But, it's also a Joe Casey comic and that's how I approached it. Krash Bastards is concerned with many of the usual ideas and themes of Casey's work, falling into line with The Intimates and Final Crisis Aftermath: Dance in its conception of youth and 'cool.' The Krash Bastards are the coolest kids on the playground (not literally), a group of warriors that people love and media darlings. Their leader and his girlfriend are the 'it' couple. They speak in dumb-sounding slang, concern themselves with their image more than anything it seems... even the storytelling relates to this superficial, vapid approach as rarely does Casey go beneath the surface. Even when he does, he puts it in the language of the extremely self-aware, the metafictional. The leader of the group, Tran Lo Zip confronts Kau Death alone at the end as a means to define himself as the greatest warrior in the universe, an ego-driven move to give his life purpose and meaning -- it's not enough to be the coolest of the cool when there's a big bad guy that can kick ass better. His girlfriend doesn't understand and, honestly, I don't think he really does either. He almost seems to do it because it's what a young warrior in his position does.
I said that Krash Bastards is steeped in manga cliches and I don't think that's accidental. Casey has shown in his career a purposeful use of cliches and genre/medium tropes to examine them. Here, he's using these ones for the first time and doesn't really go beyond the surface as he gets his footing. Tran Lo Zip's turn at the end doesn't inspire and engage, because it's artifical... he does it because it's what he should do. That's what this book feels like. For a first-time effort at manga, Casey goes through the superficial, the familiar, in an effort to understand it. Krash Bastards is more a working examination of the superficial elements of manga so that, in the future, he can go beyond the superficial. It's a test run, practice...

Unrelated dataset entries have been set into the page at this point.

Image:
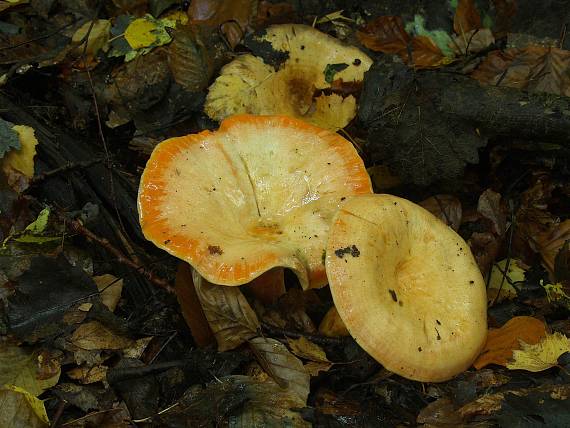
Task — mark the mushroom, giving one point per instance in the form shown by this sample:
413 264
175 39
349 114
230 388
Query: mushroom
407 287
300 87
257 194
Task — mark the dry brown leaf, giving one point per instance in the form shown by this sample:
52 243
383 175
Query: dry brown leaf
95 336
33 371
110 288
385 34
308 350
191 307
269 286
286 369
332 324
501 342
231 17
490 207
425 53
231 318
535 68
87 375
466 17
445 207
314 368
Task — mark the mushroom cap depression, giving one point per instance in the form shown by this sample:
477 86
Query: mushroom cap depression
407 287
258 193
249 85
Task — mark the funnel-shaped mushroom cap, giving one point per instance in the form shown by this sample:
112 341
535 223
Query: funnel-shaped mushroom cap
249 85
257 194
407 287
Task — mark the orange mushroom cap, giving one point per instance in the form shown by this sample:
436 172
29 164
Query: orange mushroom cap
258 193
407 287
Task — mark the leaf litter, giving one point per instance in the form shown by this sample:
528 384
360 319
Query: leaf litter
86 337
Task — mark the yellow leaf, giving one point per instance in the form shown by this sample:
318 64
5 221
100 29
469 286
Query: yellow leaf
148 32
22 160
97 40
19 408
542 356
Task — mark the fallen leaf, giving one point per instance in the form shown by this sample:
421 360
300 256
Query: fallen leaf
540 356
308 350
286 369
466 17
535 68
314 368
110 289
445 207
95 336
20 409
33 371
9 138
231 318
240 400
332 324
490 207
385 34
502 281
502 342
147 32
18 164
98 35
472 42
87 375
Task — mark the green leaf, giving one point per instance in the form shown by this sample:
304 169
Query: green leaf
332 69
9 139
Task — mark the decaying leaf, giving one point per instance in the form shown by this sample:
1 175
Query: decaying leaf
332 324
239 401
230 317
87 375
385 34
540 356
32 371
466 17
502 342
297 87
110 289
20 409
93 33
286 369
18 164
445 207
308 350
535 68
502 280
95 336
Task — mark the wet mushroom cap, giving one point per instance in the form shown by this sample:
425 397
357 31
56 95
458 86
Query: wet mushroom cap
298 86
407 287
258 193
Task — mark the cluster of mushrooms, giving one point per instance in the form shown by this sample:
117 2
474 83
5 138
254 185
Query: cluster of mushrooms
273 191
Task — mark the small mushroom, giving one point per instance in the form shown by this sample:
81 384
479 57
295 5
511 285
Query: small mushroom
407 287
300 87
257 194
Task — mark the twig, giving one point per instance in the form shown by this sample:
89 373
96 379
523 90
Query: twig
77 227
64 168
318 339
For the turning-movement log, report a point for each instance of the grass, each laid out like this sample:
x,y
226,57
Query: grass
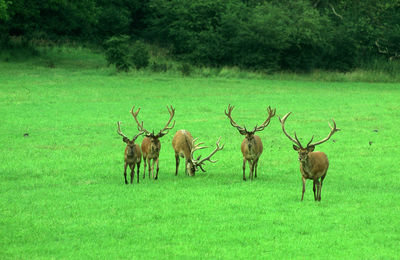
x,y
63,194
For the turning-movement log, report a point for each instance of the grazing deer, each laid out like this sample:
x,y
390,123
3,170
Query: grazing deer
x,y
133,155
151,144
251,146
184,146
313,165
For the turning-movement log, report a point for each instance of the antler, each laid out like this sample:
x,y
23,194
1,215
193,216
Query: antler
x,y
271,113
296,141
333,130
119,130
166,127
242,130
140,126
208,158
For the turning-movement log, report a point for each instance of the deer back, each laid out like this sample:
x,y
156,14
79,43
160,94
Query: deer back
x,y
182,143
252,147
316,165
151,147
137,154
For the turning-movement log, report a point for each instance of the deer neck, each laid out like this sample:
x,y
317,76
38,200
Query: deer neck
x,y
307,165
251,148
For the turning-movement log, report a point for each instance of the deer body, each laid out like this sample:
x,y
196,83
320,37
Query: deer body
x,y
132,154
251,146
132,157
184,146
313,165
251,149
151,151
151,144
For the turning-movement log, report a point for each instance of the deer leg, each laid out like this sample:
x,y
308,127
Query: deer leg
x,y
255,168
244,169
157,161
251,165
150,167
320,189
125,165
144,167
177,163
315,195
186,169
132,166
137,171
304,188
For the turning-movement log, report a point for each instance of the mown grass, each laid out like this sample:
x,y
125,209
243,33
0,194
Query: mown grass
x,y
63,195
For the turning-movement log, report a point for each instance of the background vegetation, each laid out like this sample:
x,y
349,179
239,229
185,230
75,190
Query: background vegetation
x,y
263,35
61,166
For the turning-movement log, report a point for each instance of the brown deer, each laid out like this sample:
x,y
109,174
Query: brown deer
x,y
313,165
132,156
251,146
151,144
184,146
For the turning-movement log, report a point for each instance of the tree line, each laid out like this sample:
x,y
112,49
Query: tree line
x,y
266,35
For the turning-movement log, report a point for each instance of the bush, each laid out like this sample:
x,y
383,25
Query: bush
x,y
186,69
158,67
117,49
139,55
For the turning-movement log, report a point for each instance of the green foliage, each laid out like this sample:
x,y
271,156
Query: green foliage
x,y
3,10
257,35
139,55
117,52
62,190
186,69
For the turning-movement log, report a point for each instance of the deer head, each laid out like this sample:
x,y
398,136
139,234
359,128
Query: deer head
x,y
194,164
242,130
130,144
304,151
162,132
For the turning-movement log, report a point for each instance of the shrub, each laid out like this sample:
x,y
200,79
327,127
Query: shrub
x,y
139,55
158,67
186,69
117,49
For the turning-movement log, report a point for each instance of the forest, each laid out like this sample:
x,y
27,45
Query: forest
x,y
262,35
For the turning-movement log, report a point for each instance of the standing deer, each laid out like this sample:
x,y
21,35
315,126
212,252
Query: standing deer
x,y
151,144
251,146
184,146
313,165
132,156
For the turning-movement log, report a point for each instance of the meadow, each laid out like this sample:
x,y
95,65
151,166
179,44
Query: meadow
x,y
62,193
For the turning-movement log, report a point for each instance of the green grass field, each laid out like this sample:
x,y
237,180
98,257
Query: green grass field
x,y
63,194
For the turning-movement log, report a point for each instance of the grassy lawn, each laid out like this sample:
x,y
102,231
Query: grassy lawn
x,y
63,194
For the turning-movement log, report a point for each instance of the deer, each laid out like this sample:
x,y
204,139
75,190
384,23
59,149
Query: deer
x,y
151,144
313,164
251,147
133,154
184,146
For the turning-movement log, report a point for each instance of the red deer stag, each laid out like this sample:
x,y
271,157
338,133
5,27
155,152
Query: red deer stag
x,y
184,146
251,146
151,144
313,165
133,155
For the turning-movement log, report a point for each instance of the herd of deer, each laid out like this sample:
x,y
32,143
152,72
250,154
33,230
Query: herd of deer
x,y
313,165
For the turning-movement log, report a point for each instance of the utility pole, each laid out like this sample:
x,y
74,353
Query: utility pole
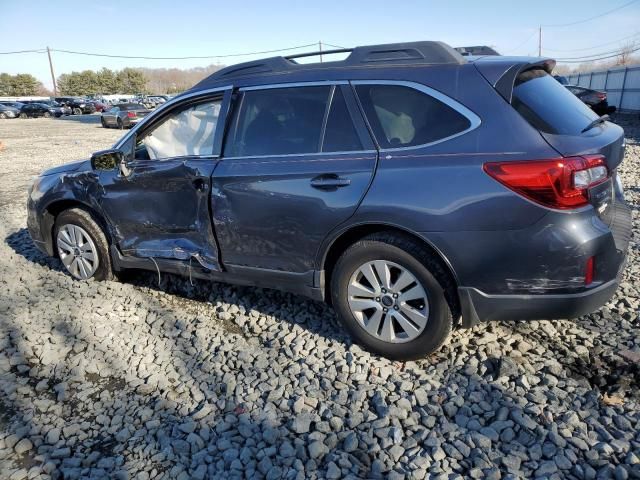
x,y
53,76
540,41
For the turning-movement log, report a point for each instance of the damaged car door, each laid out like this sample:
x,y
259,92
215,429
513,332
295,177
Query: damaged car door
x,y
157,202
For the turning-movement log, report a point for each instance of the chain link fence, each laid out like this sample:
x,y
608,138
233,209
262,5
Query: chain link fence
x,y
622,85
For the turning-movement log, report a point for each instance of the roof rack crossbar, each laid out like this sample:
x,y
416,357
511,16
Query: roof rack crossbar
x,y
318,53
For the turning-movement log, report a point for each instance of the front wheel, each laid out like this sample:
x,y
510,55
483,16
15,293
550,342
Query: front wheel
x,y
82,246
386,292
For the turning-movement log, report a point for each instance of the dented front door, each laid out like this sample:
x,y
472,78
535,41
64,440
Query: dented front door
x,y
158,207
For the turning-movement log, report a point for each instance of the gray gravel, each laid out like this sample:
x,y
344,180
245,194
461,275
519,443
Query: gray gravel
x,y
135,380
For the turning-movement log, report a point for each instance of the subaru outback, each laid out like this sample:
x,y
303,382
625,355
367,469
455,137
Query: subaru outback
x,y
412,188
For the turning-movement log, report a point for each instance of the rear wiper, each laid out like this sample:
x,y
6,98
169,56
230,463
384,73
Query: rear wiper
x,y
597,121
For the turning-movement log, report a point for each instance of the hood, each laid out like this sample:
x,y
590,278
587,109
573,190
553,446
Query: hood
x,y
68,167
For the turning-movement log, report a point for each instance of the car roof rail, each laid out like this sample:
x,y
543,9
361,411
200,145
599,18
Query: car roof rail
x,y
476,50
425,52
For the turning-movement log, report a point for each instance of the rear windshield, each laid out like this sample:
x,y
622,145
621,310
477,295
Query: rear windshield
x,y
549,106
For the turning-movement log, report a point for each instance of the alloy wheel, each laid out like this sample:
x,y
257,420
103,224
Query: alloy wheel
x,y
77,251
388,301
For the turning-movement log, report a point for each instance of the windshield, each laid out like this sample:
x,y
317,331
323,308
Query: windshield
x,y
548,106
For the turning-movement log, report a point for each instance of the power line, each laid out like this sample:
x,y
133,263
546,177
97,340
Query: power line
x,y
92,54
598,59
592,18
615,52
523,43
595,46
42,50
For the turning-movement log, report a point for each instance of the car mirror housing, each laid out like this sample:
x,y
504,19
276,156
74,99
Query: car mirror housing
x,y
107,159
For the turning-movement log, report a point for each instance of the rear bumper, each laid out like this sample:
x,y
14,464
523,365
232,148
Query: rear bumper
x,y
478,306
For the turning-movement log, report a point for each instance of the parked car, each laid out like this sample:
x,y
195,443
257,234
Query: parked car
x,y
100,106
595,99
9,112
17,105
34,110
123,115
51,103
78,106
384,184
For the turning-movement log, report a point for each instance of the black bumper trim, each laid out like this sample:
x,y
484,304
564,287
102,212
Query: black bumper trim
x,y
478,306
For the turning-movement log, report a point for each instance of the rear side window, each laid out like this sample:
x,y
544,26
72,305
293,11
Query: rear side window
x,y
340,134
401,116
279,121
548,106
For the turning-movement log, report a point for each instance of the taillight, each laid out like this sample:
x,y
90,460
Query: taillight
x,y
560,183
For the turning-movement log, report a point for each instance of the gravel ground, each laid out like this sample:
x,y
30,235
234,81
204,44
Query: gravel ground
x,y
136,380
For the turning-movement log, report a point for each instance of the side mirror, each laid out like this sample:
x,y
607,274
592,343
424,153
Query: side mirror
x,y
108,160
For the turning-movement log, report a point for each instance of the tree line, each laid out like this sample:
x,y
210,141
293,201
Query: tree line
x,y
20,85
108,82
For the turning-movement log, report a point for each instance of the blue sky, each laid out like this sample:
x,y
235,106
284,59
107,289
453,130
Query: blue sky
x,y
193,28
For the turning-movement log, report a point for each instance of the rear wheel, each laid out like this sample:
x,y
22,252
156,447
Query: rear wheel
x,y
386,291
82,246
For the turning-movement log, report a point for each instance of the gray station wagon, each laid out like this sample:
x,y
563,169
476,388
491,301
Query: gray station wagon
x,y
414,189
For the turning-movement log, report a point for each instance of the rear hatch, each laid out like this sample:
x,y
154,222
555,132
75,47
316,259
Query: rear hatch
x,y
566,124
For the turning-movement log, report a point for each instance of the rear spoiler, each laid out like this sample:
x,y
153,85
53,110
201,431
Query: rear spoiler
x,y
502,75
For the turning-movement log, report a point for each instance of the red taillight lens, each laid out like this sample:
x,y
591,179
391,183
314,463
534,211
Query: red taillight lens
x,y
560,183
589,271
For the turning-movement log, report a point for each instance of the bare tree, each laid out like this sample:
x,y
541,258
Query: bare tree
x,y
626,51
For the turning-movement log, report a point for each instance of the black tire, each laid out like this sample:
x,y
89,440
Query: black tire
x,y
83,219
427,270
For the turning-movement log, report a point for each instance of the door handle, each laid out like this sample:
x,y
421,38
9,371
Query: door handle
x,y
329,181
199,184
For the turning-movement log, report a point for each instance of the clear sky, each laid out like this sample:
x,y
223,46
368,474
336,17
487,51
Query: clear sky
x,y
196,28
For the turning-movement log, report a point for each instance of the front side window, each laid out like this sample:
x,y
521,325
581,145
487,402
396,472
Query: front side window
x,y
188,132
401,116
279,121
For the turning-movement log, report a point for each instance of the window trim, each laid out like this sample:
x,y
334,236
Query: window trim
x,y
474,120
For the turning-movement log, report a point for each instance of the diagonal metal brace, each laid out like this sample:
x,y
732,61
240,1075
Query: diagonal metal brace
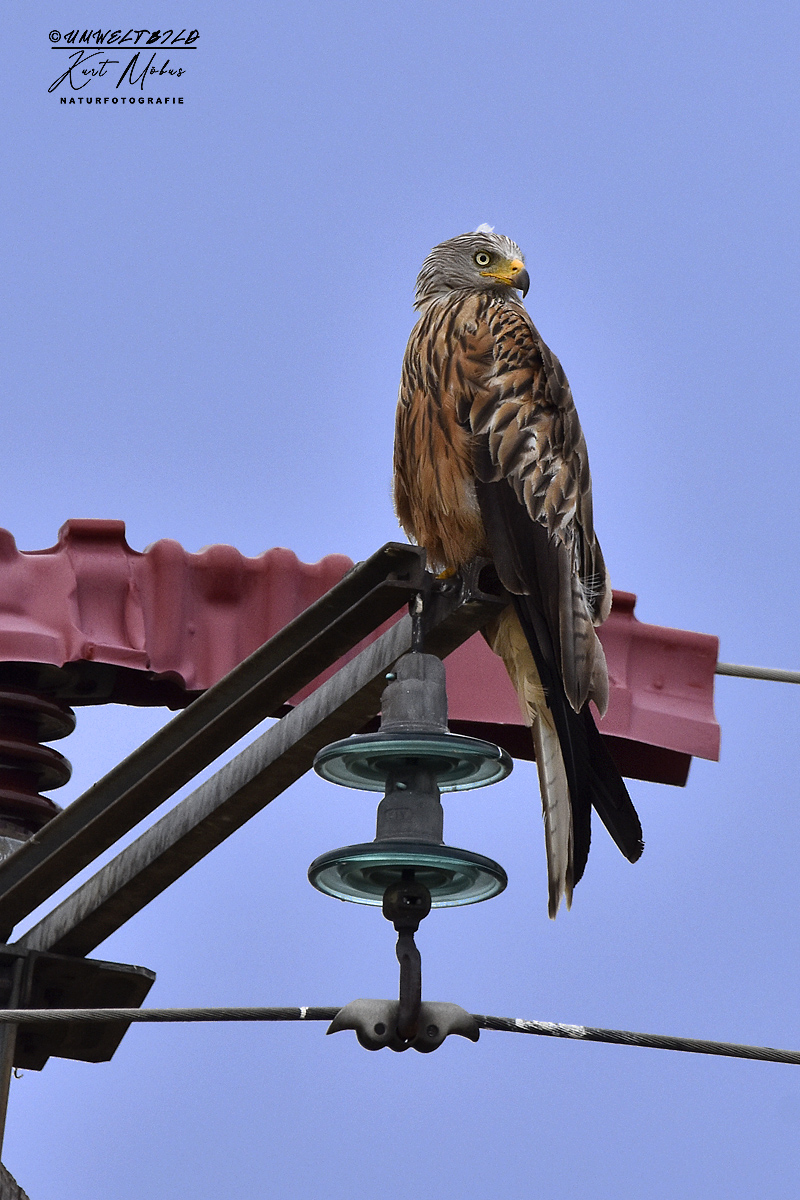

Why then was it published? Well, because you can't really see how well it works until it's drawn, can you? And what artist is going to draw a 72-page graphic novel for the purpose of allowing you to see how to write manga? In North American superhero comics, Casey was able to learn much quicker with shorter, 22-page stories. I'm sure manga comes out in a variety of lengths, but that's not necessarily the perception and Casey seems to want to engage that perception. For what purpose, I'm not entirely sure, which is why this book doesn't work.
The plot here is very basic and peppered with soulless action scenes. It's not helped by Axel #13's art, which is very stiff and lacks the frenetic craze of much manga, where the action practically leaps off the page since it's little more than energy. The compositions of pages and design work aren't bad. His gekko god-being is quite interesting to look at. One big annoyance is the lack of pupils in his characters' eyes. Early in the book, pupils are there, but they disappear quickly into the book and it looks really bad as we go on. The stiffness throughout really bothers me since so much here depends on heightened emotions and fast, energetic action scenes, and his art doesn't convey either well.
Finally, I must ask, "Should this work remain forgotten?" Yeah, probably. Joe Casey fans who happen to be more well-versed in manga may want to give it a look, but, otherwise, it will probably sit alongside those other mediocre-to-bad Casey books that I only (re)read for the purpose of scholarly study/analysis.